Legislative Office Building, Room 5200

Hartford, CT 06106 (860) 240-0200

http: //www.cga.ct.gov/ofa

SB-913

AN ACT MANDATING EMPLOYERS PROVIDE PAID SICK LEAVE TO EMPLOYEES.

AMENDMENT

LCO No.: 7903

File Copy No.: 76

House Calendar No.: 555

Senate Calendar No.: 97

OFA Fiscal Note

State Impact:

Agency Affected

Fund-Effect

FY 12 $

FY 13 $

Department of Revenue Services

GF - Revenue Loss

$40.5 million

$40.5 million

Comptroller Misc. Accounts (Unemployment Benefits)

GF - See Below

See Below

See Below

Labor Dept.

GF - Cost

65, 000

65, 000

Comptroller Misc. Accounts (Fringe Benefits) 1

GF - Cost

15, 444

15, 444

Note: GF=General Fund

Municipal Impact: None

Explanation

The amendment segregates revenue from the Business Entity Tax for the purposes of: 1) establishing a “Paid Sick Leave Reimbursement Fund”, and 2) the payment of federal unemployment compensation obligations which are estimated at $809, 875, 582 as of May 25, 2011. This results in a General Fund revenue loss of approximately $40.5 million annually and a reduction of $20.25 million annually in the state's federal liability for the insolvency of the unemployment compensation fund.

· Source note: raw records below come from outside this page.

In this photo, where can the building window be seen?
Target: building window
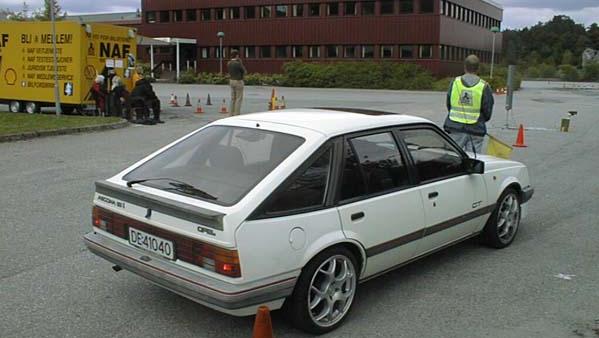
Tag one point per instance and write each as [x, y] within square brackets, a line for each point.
[281, 52]
[406, 6]
[250, 52]
[297, 10]
[297, 51]
[219, 14]
[426, 52]
[349, 51]
[349, 8]
[205, 14]
[204, 52]
[191, 15]
[367, 52]
[387, 7]
[177, 15]
[333, 9]
[406, 52]
[151, 17]
[314, 52]
[265, 52]
[427, 6]
[332, 51]
[234, 13]
[265, 11]
[165, 16]
[281, 10]
[368, 8]
[217, 51]
[386, 52]
[250, 12]
[314, 9]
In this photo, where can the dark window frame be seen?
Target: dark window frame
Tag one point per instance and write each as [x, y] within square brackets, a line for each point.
[387, 2]
[404, 157]
[191, 15]
[335, 145]
[442, 134]
[246, 10]
[205, 11]
[362, 7]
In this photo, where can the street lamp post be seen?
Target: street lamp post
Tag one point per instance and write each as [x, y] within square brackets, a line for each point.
[494, 30]
[220, 36]
[56, 92]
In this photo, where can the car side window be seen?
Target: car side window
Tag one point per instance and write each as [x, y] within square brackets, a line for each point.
[434, 157]
[305, 191]
[373, 164]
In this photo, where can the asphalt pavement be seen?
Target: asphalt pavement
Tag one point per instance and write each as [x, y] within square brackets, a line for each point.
[544, 285]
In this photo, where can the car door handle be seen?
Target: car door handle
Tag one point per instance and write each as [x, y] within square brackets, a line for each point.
[357, 216]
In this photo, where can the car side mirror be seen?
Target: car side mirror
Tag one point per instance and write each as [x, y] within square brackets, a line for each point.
[474, 166]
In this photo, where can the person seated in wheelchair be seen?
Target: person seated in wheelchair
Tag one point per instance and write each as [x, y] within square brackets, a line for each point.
[119, 99]
[143, 99]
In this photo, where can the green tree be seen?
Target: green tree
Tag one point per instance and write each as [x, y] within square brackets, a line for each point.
[43, 14]
[593, 34]
[567, 58]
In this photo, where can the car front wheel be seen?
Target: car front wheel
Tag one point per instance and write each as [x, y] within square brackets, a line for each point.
[502, 226]
[325, 291]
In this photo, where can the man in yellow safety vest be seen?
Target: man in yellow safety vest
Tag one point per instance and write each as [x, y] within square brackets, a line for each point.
[470, 105]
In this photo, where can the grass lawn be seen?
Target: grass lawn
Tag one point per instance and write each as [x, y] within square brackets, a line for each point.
[16, 123]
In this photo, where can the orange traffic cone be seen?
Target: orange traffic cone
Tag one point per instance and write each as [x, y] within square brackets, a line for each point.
[223, 107]
[174, 103]
[263, 323]
[282, 104]
[520, 139]
[272, 104]
[199, 109]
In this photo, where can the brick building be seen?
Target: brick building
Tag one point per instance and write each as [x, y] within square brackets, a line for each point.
[436, 34]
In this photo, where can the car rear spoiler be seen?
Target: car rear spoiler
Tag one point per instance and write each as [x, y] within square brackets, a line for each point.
[200, 216]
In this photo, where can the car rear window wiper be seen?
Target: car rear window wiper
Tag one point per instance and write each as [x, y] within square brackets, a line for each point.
[178, 186]
[190, 190]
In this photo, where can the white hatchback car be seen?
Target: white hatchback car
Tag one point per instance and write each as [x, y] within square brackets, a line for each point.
[298, 207]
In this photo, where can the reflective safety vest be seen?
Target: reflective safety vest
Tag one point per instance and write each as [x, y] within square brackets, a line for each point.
[466, 102]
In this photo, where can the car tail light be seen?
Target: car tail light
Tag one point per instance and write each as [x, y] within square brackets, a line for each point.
[222, 261]
[102, 219]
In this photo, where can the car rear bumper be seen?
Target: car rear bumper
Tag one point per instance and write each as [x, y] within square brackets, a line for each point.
[527, 194]
[238, 300]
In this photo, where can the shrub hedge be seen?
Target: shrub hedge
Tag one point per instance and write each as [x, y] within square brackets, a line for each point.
[359, 75]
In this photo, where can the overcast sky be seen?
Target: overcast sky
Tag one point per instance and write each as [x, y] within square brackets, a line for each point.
[517, 13]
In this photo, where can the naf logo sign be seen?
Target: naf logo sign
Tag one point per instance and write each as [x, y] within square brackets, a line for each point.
[110, 50]
[3, 40]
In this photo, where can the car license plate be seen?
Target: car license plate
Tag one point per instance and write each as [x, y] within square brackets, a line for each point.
[157, 245]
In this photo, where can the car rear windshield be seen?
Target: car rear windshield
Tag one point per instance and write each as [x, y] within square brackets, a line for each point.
[220, 164]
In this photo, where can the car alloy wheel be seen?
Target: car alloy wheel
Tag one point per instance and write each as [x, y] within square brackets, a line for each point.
[502, 226]
[332, 290]
[508, 218]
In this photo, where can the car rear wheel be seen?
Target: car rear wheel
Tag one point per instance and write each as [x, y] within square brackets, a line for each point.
[325, 291]
[502, 226]
[32, 108]
[15, 106]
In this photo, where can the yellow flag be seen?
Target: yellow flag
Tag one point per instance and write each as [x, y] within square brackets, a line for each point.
[498, 148]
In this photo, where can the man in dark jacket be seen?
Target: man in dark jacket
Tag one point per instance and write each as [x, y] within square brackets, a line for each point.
[143, 92]
[237, 73]
[470, 105]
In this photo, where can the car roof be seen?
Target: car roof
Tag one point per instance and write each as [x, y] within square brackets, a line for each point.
[332, 121]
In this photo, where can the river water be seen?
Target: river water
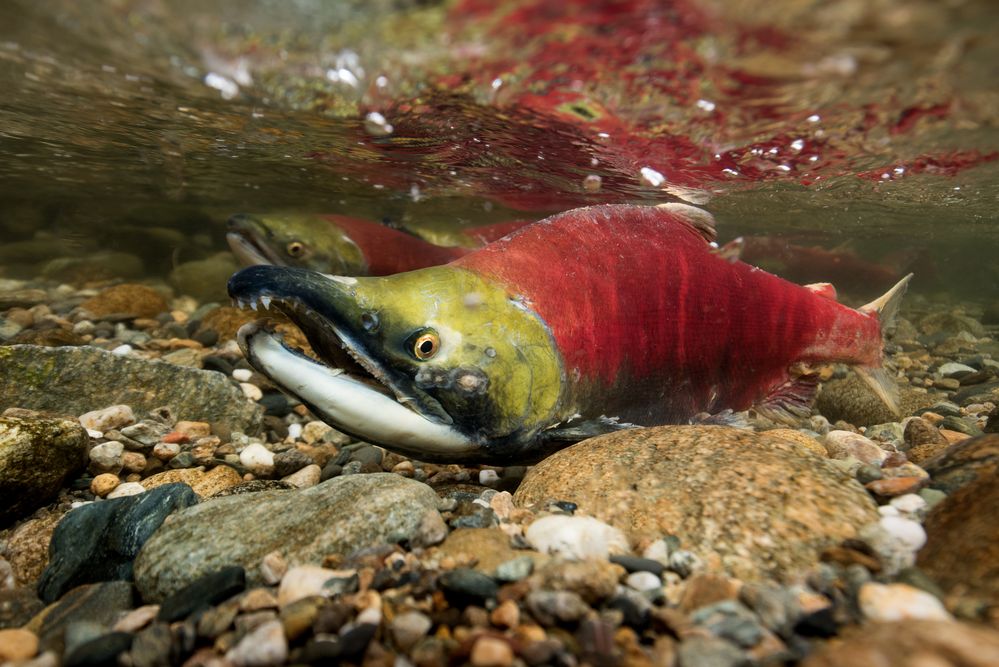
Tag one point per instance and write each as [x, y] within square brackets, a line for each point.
[866, 127]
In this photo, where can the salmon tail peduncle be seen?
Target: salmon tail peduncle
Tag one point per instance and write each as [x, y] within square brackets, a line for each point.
[885, 309]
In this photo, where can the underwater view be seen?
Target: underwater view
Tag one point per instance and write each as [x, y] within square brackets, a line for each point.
[519, 333]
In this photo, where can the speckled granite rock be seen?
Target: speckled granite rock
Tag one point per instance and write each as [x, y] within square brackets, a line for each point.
[750, 505]
[908, 643]
[99, 541]
[851, 400]
[336, 517]
[962, 541]
[36, 457]
[78, 380]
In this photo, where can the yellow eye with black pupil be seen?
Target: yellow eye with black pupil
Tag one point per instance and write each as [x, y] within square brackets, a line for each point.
[426, 346]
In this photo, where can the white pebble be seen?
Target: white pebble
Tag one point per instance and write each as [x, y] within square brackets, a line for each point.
[109, 418]
[303, 581]
[910, 503]
[897, 602]
[251, 391]
[258, 459]
[265, 645]
[127, 489]
[908, 532]
[643, 581]
[576, 537]
[306, 477]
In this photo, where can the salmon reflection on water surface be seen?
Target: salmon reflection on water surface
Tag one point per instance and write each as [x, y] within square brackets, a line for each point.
[588, 321]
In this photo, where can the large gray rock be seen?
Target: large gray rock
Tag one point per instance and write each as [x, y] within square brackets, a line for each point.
[99, 541]
[336, 517]
[81, 379]
[754, 506]
[36, 457]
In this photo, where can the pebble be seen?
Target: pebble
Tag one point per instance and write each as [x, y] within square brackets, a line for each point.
[104, 484]
[408, 628]
[643, 581]
[106, 457]
[490, 651]
[896, 602]
[306, 477]
[575, 537]
[304, 581]
[114, 417]
[127, 489]
[17, 644]
[266, 645]
[843, 444]
[257, 459]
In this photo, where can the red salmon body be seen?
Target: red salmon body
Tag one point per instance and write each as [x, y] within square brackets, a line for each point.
[387, 251]
[654, 326]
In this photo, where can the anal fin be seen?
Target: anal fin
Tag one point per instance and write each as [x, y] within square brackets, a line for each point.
[792, 401]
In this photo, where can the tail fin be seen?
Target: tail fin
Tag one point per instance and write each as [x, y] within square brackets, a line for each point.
[885, 308]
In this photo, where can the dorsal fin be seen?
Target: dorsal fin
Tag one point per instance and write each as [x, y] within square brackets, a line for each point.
[702, 221]
[825, 290]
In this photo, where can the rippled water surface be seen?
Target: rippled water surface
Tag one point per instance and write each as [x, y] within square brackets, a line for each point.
[869, 127]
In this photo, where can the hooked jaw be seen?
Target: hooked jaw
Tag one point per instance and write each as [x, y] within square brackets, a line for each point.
[352, 391]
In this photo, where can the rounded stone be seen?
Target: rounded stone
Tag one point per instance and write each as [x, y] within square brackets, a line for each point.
[104, 484]
[37, 456]
[750, 505]
[17, 644]
[962, 543]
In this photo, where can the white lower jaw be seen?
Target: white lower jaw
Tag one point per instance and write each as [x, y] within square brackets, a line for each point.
[347, 403]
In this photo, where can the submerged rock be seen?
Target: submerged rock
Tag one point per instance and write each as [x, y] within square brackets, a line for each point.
[78, 380]
[962, 545]
[336, 517]
[751, 505]
[964, 463]
[902, 643]
[37, 456]
[99, 541]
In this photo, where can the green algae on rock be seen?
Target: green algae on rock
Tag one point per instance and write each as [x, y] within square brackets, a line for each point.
[750, 505]
[336, 517]
[37, 456]
[77, 380]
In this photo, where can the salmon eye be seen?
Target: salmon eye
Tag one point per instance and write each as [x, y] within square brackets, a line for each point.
[426, 345]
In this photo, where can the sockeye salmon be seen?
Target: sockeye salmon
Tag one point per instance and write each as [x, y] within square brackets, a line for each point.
[342, 245]
[591, 320]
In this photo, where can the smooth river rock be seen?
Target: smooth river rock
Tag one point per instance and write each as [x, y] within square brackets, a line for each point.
[751, 505]
[75, 380]
[962, 542]
[910, 643]
[338, 516]
[36, 457]
[99, 541]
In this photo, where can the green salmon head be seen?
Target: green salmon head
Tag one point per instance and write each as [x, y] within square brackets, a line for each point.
[440, 363]
[306, 241]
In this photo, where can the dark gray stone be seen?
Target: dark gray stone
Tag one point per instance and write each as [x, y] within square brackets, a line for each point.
[203, 592]
[99, 541]
[468, 583]
[75, 380]
[37, 456]
[95, 603]
[339, 516]
[100, 652]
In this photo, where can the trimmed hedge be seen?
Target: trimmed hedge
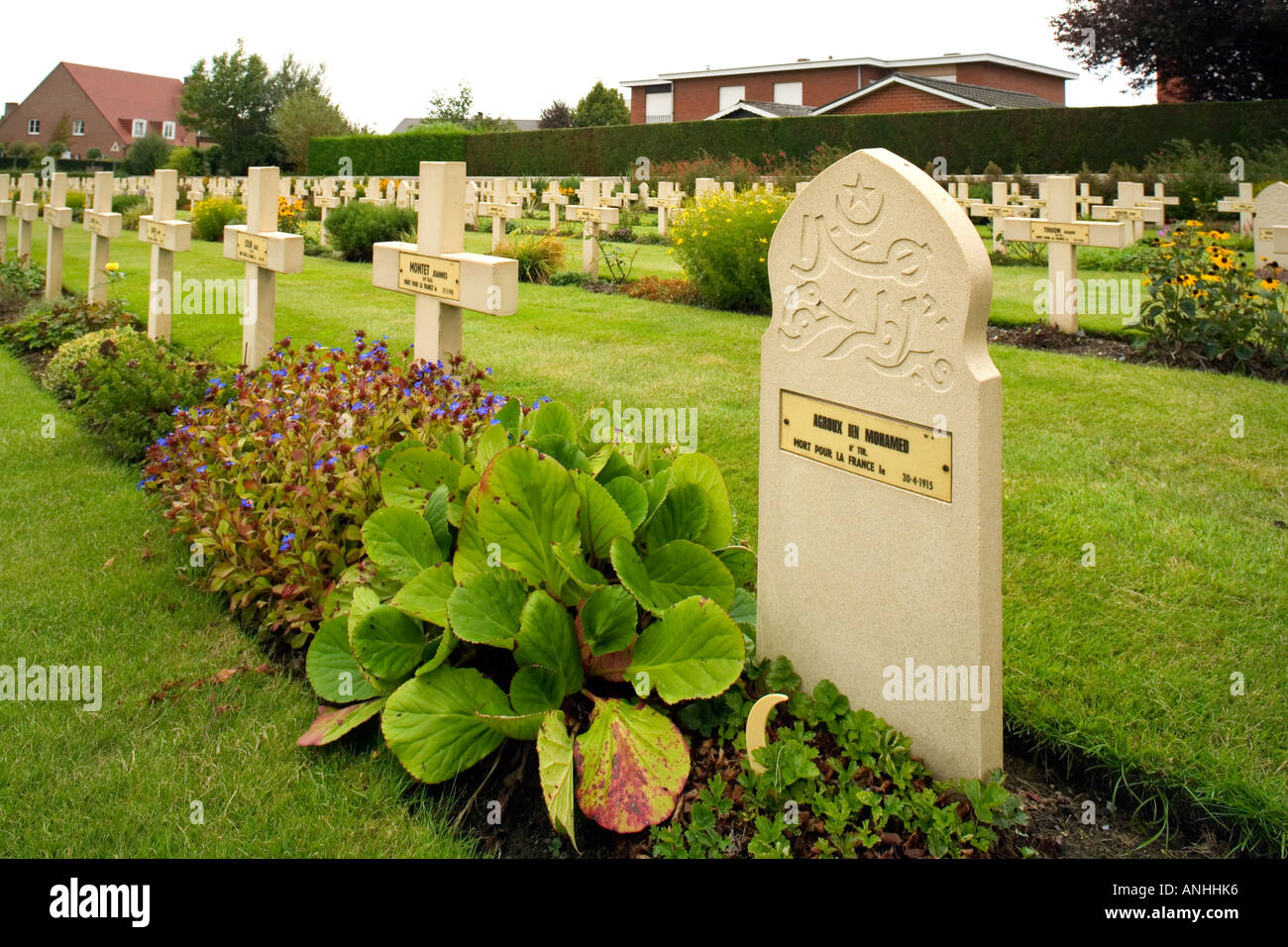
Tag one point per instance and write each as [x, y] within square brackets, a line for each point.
[386, 155]
[1037, 140]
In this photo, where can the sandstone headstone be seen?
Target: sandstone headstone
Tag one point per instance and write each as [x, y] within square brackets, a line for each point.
[880, 459]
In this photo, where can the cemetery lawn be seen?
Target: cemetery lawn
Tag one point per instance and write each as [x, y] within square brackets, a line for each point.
[1125, 665]
[88, 575]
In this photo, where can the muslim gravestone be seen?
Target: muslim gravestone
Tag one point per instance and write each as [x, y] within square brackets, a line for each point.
[881, 458]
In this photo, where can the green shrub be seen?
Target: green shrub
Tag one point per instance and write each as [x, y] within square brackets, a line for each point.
[127, 388]
[1207, 307]
[722, 241]
[123, 202]
[355, 227]
[211, 215]
[386, 155]
[876, 799]
[274, 472]
[59, 375]
[51, 324]
[537, 577]
[539, 258]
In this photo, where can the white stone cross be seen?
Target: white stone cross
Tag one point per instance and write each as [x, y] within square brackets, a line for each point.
[58, 215]
[1064, 234]
[437, 272]
[167, 236]
[997, 211]
[5, 211]
[266, 252]
[103, 227]
[27, 210]
[553, 198]
[592, 218]
[326, 200]
[1241, 205]
[1086, 201]
[1129, 206]
[500, 211]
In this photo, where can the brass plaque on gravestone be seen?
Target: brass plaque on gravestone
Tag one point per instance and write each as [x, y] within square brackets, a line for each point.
[910, 457]
[154, 232]
[429, 275]
[252, 248]
[1060, 234]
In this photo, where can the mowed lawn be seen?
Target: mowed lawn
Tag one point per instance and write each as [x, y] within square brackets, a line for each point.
[1127, 663]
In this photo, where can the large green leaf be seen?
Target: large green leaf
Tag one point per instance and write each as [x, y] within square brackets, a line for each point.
[570, 455]
[608, 620]
[695, 651]
[411, 475]
[552, 418]
[433, 725]
[399, 541]
[425, 595]
[527, 504]
[699, 470]
[600, 518]
[555, 767]
[548, 639]
[331, 667]
[333, 723]
[535, 689]
[631, 767]
[630, 496]
[485, 608]
[682, 515]
[387, 643]
[677, 571]
[490, 442]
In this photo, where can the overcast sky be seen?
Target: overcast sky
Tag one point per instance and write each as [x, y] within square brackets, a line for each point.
[384, 60]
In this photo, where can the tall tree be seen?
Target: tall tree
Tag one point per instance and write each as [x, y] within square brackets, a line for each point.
[557, 115]
[1202, 50]
[232, 99]
[601, 106]
[303, 116]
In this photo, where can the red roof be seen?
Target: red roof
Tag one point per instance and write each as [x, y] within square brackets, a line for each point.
[123, 97]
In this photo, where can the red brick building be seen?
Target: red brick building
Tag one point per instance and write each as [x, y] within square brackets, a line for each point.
[91, 107]
[841, 86]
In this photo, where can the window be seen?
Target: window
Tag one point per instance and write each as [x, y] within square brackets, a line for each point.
[732, 95]
[789, 93]
[657, 107]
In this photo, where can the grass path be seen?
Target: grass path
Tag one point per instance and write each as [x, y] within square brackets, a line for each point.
[89, 577]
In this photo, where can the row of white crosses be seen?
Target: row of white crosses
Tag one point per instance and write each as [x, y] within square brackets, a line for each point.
[1064, 234]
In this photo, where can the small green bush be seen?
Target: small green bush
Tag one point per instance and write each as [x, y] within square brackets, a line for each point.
[123, 202]
[356, 227]
[127, 388]
[540, 258]
[59, 375]
[211, 215]
[722, 243]
[48, 325]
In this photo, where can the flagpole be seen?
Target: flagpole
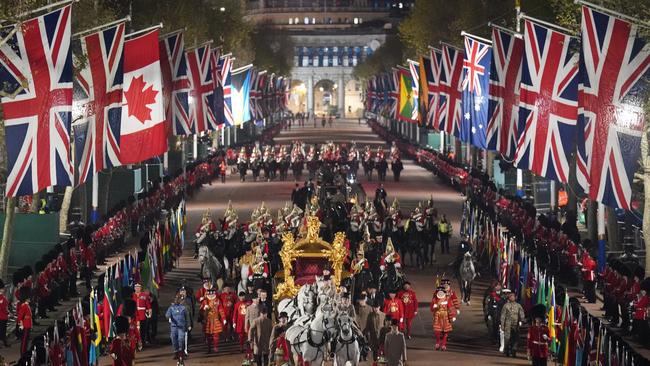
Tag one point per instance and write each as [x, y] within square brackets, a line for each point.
[612, 12]
[520, 173]
[551, 25]
[173, 32]
[142, 31]
[488, 41]
[47, 7]
[506, 30]
[101, 27]
[201, 45]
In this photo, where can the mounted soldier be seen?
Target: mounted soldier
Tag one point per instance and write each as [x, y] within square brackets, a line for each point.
[368, 163]
[268, 163]
[242, 164]
[205, 232]
[255, 163]
[380, 164]
[297, 161]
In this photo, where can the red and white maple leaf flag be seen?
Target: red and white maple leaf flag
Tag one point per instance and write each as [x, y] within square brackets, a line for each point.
[143, 116]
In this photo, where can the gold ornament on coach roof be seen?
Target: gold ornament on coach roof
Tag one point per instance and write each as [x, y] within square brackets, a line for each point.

The Department of Labor will incur costs of $65, 000, plus fringe benefits of $15, 444, to administer reimbursements from the “Paid Sick Leave Reimbursement Fund” to employers for the wages of a replacement worker who is performing the work normally performed by a service worker using sick leave.

The preceding Fiscal Impact statement is prepared for the benefit of the members of the General Assembly, solely for the purposes of information, summarization and explanation and does not represent the intent of the General Assembly or either chamber thereof for any purpose. In general, fiscal impacts are based upon a variety of informational sources, including the analyst's professional knowledge. Whenever applicable, agency data is consulted as part of the analysis, however final products do not necessarily reflect an assessment from any specific department.

1 The fringe benefit costs for most state employees are budgeted centrally in accounts administered by the Comptroller. The estimated non-pension fringe benefit cost associated with personnel changes is 23.76% of payroll in FY 12 and FY 13. In addition, there could be an impact to potential liability for the applicable state pension funds.